In Brief: That’s four 5-star albums running for Teng. She is either (a) an indisputable genius, or (b) setting me up for massive disappointment later in life.
I just don’t know how Vienna Teng does it. You’d think I would have jinxed her after slapping five-star ratings on three albums in a row (and honor I’ve given to no other artist in the known universe) and gushing about how relentlessly creative she was. She might not have the longevity to win my all-time top spot as “favorite artist, period” due to only have been around on a national level since about 2002. But her increasingly inventive storytelling and poetry, and the odd instrumental touches that have expanded her palette since those early days of channeling Sarah MacLachlan or Tori Amos on the piano have ensured that she’s a unique voice who can’t just be put into a box as “the Chinese version of so-and-so” or whatever well-meaning but limiting tags critics might try to place on her. If I had to make a short list of my favorite female artists of all time, Vienna would definitely be at the top of that list. (Other than my relatively newfound fascination with Bjork, I can’t even tell you who else I’d put on such a list for sure.) And all of the above made my expectations for Vienna’s new album, Inland Territory, so massive that I sort of feared I was overdue for a little disappointment.
I’m still waiting for that disappointment to kick in, because Vienna has yet to do anything other than fascinate me. She apparently decided after 2006’s Dreaming Through the Noise that the hushed, moody “chamber pop” sound of that record, while it produced perhaps her most consistent set of songs yet, would only take her so far. So here, three years later, comes an astonishing expansion of her sound into an album that she describes as more of a “mixtape” album than a “mood” album. This means that musically, it’s all over the map – never betraying the overactive imagination behind the lyrics or the delicate alto with which she presents those thoughts and unexpected points of view to us, but definitely throwing curveballs that even a seasoned fan like myself would never expect on a Vienna Teng record. There are splashes of electronica here, little folksy influences there, and even traces of snarling rock attitude at one point or another. All of this somehow manages to co-exist alongside the classical flourishes and occasional minimalist tendencies that have been with her since 2002’s Waking Hour – an album which now appears quaint and boxed in by comparison, and yet which has not diminished in its value one single bit since I first fell in love with it.
There’s a slight downside to this “try anything once” approach, of course – one might accuse Vienna of trying on a lot of musical hats and not really committing to a direction.

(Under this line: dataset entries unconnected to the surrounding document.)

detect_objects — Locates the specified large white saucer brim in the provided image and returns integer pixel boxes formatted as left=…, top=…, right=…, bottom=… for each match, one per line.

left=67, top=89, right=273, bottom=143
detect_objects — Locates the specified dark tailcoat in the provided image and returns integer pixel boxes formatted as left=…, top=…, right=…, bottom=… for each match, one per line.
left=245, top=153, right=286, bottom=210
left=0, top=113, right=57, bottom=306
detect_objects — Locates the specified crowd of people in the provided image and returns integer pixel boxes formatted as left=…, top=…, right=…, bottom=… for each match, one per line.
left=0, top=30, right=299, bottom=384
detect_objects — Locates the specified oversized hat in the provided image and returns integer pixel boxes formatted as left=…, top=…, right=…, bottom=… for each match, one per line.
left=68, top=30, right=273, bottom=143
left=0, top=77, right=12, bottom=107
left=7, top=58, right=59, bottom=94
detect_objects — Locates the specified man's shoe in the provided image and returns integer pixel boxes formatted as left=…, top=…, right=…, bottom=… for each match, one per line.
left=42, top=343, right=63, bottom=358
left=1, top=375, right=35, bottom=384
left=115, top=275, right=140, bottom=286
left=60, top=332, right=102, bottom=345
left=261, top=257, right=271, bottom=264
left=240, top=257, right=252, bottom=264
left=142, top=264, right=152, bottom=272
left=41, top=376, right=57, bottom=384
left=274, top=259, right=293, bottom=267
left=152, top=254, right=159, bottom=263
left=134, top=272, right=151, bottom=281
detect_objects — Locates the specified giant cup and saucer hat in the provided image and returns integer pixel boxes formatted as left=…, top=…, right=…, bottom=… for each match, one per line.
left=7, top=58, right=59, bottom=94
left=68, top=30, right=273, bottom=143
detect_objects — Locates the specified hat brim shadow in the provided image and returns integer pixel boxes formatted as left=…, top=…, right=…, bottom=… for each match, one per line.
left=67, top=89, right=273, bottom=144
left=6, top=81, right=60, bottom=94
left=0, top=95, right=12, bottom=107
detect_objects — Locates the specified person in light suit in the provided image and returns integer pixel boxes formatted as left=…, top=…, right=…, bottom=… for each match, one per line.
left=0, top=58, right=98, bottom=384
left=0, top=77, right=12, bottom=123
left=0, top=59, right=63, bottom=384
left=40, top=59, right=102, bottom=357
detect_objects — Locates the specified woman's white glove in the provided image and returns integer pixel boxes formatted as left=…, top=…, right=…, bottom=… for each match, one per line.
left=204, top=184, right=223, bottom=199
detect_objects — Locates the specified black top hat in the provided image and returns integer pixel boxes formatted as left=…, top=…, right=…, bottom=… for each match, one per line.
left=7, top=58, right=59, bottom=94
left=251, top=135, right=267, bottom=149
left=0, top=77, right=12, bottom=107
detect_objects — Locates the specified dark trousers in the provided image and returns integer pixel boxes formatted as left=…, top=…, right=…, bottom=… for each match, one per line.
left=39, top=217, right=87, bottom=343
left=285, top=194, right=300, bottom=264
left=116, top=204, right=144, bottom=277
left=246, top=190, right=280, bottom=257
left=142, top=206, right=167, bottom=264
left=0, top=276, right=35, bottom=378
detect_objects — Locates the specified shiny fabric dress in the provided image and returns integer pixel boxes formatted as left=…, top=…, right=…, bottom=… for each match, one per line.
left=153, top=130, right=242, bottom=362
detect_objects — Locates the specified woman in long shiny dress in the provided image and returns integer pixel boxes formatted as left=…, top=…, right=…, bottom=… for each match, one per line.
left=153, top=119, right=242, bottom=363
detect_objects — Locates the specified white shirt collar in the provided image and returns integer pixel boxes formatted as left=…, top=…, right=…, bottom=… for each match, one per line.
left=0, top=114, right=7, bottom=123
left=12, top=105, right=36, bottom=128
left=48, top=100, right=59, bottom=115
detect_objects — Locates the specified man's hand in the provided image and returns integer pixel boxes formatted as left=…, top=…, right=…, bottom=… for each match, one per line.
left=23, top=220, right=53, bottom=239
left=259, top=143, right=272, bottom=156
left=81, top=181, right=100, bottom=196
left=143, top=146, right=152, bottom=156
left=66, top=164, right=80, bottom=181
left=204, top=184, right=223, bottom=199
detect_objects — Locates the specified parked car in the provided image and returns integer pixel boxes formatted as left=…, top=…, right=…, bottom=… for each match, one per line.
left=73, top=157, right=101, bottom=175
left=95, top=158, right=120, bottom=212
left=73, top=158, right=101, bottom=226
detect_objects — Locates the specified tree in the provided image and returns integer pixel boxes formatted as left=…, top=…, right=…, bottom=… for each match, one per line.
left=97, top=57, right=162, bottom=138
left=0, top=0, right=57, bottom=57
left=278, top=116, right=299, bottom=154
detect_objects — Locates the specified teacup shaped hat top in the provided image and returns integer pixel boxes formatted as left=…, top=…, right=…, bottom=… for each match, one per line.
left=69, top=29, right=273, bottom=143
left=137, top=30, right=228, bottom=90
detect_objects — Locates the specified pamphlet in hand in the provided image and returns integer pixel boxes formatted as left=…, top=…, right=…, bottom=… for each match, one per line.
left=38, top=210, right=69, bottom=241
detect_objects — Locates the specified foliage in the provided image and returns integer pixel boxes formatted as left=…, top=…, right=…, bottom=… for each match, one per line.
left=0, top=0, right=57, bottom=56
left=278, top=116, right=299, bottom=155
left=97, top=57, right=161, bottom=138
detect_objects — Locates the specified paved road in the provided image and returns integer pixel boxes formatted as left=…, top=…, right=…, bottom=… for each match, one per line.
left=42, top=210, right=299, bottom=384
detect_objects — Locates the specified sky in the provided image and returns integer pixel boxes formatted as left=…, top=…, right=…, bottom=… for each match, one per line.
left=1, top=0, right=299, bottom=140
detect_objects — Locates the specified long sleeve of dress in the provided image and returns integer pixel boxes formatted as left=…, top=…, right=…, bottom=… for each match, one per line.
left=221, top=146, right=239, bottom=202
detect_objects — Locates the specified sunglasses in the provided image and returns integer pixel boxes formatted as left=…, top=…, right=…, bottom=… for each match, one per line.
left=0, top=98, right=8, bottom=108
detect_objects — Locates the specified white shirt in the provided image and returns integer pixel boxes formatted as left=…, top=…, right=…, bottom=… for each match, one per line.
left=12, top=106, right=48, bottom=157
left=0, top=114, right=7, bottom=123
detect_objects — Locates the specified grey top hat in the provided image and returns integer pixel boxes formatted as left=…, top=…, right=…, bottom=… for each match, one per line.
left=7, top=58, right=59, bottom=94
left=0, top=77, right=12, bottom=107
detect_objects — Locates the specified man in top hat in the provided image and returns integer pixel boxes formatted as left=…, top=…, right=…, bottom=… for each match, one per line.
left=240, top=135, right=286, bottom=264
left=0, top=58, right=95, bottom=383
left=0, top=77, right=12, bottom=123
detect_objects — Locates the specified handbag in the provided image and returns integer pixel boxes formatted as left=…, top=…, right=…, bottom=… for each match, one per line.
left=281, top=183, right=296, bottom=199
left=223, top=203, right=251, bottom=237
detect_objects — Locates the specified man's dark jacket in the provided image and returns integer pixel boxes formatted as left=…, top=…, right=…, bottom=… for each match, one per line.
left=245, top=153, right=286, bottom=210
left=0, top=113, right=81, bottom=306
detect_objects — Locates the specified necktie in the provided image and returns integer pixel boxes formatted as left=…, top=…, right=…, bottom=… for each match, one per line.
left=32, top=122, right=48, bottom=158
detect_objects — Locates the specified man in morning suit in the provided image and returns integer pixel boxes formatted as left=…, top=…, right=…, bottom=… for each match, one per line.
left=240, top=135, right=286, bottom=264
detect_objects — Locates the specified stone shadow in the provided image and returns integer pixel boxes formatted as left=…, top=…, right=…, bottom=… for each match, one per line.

There are times when I miss the cohesive, quiet mood of Dreaming Through the Noise and wonder if Inland Territory‘s songs really fit next to one another. In that sense, it’s more of a mish-mash of ideas like Warm Strangers was, and yet it seems to make more of a unified statement than that album does. Fictional characters and dramatized versions of friends and family members seem to have crawled out of the woodwork as nameless places between the Pacific and the Atlantic presumably piqued Vienna’s interest during her relocation from the San Francisco Bay Area to New York in between albums. (Aw, man. Does that mean no more residencies in little Hollywood clubs? Dang.) I don’t mind it because I’m in love with nearly all of these ideas. But I’ll admit that Dreaming is still a better album, purely taken song for song. For an artist of Vienna’s caliber, this means the difference between an A and an A plus, and the fact that I’m only giving this album an A probably represents my own personal quirks more than any failing on Vienna’s part. Your mileage may vary, but we’re both still driving hybrids. (Golly, that was a stupid analogy. Vienna makes much better ones.)
1. The Last Snowfall
If this were the last slow curling
Of your fingers in my palm
If this were the last I felt you breathing
How would I carry on?
It’s interesting how Vienna can start off with one of her mellowest songs (see “Feather Moon” or “Blue Caravan”) and yet have it serve as the perfect hook to draw you into the album. This one is no exception, using the the crackle of an old record player (oldest trick in the book when you want to evoke a feeling of nostalgia, but hey, it works) and a Fender Rhodes to usher in the quiet, comfortable ambiance of a chilly winter’s day enjoyed from the safety of a warm cabin. It’s a song about endings – Vienna says a lot with a little since there are only four lines apiece in three verses. She’s pondering what feelings and words she’d conjure up to do the moment justice if this was the last time she ever saw snow, or held the hand of a loved one who is presumably getting along in their years. That she manages to create such a simple and heartfelt song while playing it in 5/8 time makes it intriguing enough, but when she brings in the angelic mini-choir of verses for a chorus that ascends to the high heavens without saying a word, that’s when it hits me that this is a work of genius.
2. White Light
Heading home, you swear that you’ll be good
Do everything you should, you know the facts
But in the morning, you’re back to petty needs
Tragedy recedes to photographs…
What’s this – synthesized electronic effects? Upbeat percussion? Electric guitars? Has Vienna abandoned her usual delicate touch and decided to record something angry for a change? We haven’t heard that sort of attitude from her since Warm Strangers’ “Hope on Fire”, and even that one sounded more optimistic than ticked off. Now I don’t want to oversell this oddly radio-friendly track as some sort of a mammoth rocker, because Vienna’s just never been that conventional. But it’s “rock” compared to her usual output, and however you choose to classify it genre-wise, that chorus has got teeth. Here Vienna rips into a crowd full of hypocrites, a finger-wagging institution full of people who would easily out one of their own for a crime that the rest of them don’t want to admit they’re also guilty of. It could be a church, it could be a country, it could be a company that helped to screw our economy over. It’s opened ended and you get to decide who takes the blame. But that question, “If you knew it was wrong, why did you do it?” is tough to ignore, especially when Vienna turns it back on herself and admits, “It feels so good to feed a habit.” I’m not sure what’s up with the loungy synths during the bridge – it feels like there might be cause for some menacing guitar work there instead, but then Vienna seems to have a penchant for defying expectations. This one could potentially hit harder with different production choices, but it still stings where it needs to.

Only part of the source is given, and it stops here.